Emanuela sarebbe finita “in prestito” ad una organizzazione che avrebbe gestito il suo sequestro allo scopo di ricattare il Vaticano. La posta in gioco potrebbe essere una somma di denaro o il possesso di importanti documenti. Il 20 luglio il Papa, al termine dell’udienza pubblica, inaspettatamente invita 35mila fedeli “a pregare per questa ragazza, Emanuela Orlandi, e per i suoi familiari che sono tanto provati”. Questa è la quarta volta che Wojtyla fa esplicito riferimento al rapimento di Emanuela. Il 22 luglio, nell’edizione delle 13,30 del TG1, lo zio di Emanuela Mario Meneguzzi annuncia alla persona, alle persone o al gruppo che detengono Emanuela che da questo momento tutte le comunicazioni dovranno essere fatte all’avvocato Gennaro Egidio, il solo rappresentante autorizzato per tutte le questioni connesse con la scomparsa di Emanuela” ma precisa che questa iniziativa non esclude la linea riservata aperta del Vaticano. Il 24 luglio All’Angelus domenicale il Papa lancia un nuovo appello per la liberazione di Emanuela. Gli ultimatum sono tanti e arrivano da più fonti diverse tra loro.

Un anonimo telefona al settimanale Famiglia Cristiana: “Se entro il 31 luglio 1983 non libererete Alì Agca, uccideremo Emanuela Orlandi. Siamo i rapitori di Emanuela Orlandi. Uccideremo Giovanni Paolo II. Se abbiamo fallito il 13.5.1981 questa volta non falliremo. Salam”. In quei giorni un uomo dall’accento straniero telefona all’avvocato Egidio, per ribadire la volontà di trattare del rapimento della ragazza soltanto con le autorità ecclesiastiche. Intanto, sbuca fuori un altro nome: il fronte anticristiano Turkesh. Quest’uomo gli chiede di non dire di queste telefonate “Perché la sua nomina legale è motivo della possibilità di estorsione quindi gli ribadiscono di voler trattare direttamente col pontefice e tutt’al più con la governance italiana. “Il Papa può perorare la causa e non vogliamo trattare con dei privati perché questo può dare un’interpretazione sbagliata, come se si trattasse di estorsione”.

Non sono i soldi che vogliono, insomma. “Lei non dichiari mai il nostro rapporto e le nostre comunicazioni”, lo rabbonisce l’uomo. Egidio intanto gli chiede di aiutarlo a individuare chi sono questi uomini del fronte turco anticristiano. Ma l’uomo straniero dice di non saperne niente e risponde che “è gente malata”, ignora tutto ciò.
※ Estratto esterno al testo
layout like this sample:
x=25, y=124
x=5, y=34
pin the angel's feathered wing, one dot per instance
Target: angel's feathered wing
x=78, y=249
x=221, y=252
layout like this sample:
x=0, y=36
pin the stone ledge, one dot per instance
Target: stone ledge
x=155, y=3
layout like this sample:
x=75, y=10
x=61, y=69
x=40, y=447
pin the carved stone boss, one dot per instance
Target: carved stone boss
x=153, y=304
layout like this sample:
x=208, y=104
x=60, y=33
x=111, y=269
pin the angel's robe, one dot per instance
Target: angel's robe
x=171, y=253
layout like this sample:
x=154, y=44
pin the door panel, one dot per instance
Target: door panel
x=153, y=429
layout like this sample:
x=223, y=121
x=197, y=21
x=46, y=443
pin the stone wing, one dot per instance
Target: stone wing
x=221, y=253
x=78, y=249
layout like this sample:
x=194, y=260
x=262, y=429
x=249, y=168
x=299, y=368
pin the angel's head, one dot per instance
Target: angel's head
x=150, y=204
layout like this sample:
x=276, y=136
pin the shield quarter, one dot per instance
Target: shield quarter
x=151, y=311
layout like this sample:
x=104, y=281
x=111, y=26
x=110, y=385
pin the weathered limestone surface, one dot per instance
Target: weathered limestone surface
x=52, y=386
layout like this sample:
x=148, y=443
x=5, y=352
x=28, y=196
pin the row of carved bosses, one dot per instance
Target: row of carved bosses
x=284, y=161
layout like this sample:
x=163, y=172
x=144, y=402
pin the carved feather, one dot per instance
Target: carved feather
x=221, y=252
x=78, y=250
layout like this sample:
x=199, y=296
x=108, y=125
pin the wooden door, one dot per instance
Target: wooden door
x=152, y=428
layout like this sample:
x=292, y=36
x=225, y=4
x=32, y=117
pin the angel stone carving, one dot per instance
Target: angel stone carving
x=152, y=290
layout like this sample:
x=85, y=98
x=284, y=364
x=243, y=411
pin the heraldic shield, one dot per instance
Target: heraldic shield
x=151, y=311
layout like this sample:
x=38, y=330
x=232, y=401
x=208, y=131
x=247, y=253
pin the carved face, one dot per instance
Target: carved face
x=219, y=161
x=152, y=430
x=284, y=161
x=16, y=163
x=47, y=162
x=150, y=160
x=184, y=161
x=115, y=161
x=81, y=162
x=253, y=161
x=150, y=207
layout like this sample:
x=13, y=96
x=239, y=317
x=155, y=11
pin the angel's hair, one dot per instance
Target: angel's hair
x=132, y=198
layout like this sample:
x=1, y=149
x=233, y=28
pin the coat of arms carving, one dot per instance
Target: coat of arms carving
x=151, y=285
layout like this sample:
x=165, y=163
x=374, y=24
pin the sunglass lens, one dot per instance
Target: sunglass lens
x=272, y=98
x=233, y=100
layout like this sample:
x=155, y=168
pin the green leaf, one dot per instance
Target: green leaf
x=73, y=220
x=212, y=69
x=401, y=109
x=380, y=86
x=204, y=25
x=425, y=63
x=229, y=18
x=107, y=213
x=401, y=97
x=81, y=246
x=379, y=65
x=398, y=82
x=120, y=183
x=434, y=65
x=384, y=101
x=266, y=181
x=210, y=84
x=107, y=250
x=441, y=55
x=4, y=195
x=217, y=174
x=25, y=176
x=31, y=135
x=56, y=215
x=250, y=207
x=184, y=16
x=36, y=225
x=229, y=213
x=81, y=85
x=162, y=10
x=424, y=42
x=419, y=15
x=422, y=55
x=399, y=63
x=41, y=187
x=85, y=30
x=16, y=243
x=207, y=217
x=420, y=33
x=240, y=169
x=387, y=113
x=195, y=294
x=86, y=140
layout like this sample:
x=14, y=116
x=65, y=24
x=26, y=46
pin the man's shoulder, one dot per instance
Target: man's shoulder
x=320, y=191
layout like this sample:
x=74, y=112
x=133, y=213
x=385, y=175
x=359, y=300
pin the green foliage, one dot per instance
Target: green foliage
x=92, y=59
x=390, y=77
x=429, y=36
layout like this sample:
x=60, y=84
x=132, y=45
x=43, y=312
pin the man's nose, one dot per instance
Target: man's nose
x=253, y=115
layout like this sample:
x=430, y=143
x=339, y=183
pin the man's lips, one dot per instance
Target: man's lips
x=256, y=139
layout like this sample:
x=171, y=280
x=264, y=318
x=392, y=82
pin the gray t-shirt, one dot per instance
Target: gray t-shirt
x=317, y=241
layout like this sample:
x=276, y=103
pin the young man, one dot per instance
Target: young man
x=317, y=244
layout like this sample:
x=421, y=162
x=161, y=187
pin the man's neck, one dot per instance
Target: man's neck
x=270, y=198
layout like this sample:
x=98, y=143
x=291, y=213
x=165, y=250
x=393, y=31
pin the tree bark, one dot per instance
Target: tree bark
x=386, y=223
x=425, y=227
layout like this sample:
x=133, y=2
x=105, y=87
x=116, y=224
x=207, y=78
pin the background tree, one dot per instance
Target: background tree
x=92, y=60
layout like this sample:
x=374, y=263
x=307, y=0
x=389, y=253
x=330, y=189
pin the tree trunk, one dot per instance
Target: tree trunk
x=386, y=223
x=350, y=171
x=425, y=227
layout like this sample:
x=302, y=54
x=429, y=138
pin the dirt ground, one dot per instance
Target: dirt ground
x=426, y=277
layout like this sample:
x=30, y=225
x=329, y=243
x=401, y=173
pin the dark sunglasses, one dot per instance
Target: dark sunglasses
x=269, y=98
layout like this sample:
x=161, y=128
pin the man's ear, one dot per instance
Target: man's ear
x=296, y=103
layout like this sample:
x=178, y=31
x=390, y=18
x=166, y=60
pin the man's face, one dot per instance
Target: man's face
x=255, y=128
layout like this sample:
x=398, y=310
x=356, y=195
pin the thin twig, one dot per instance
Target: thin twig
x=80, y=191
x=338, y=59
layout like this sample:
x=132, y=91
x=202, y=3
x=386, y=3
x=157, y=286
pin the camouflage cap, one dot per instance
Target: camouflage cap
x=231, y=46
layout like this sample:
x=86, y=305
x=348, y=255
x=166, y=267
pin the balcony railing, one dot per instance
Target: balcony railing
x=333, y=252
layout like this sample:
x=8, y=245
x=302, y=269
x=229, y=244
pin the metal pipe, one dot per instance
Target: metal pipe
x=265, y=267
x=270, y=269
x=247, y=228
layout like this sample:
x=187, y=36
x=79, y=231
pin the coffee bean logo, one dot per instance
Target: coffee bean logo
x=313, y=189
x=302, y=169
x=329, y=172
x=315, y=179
E aggiunge lapidario: “Esiste una possibilità che si dia una nuova prova attraverso una nuova vittima, questa è l’unica cosa a cui portano gli inquirenti (con fughe di notizie, ndr). L’avvocato chiede all’uomo di dargli una prova che Emanuela sia viva ma “che la ragazza è viva, questo lo dice lei ora”, gli risponde lo straniero per poi tagliare corto.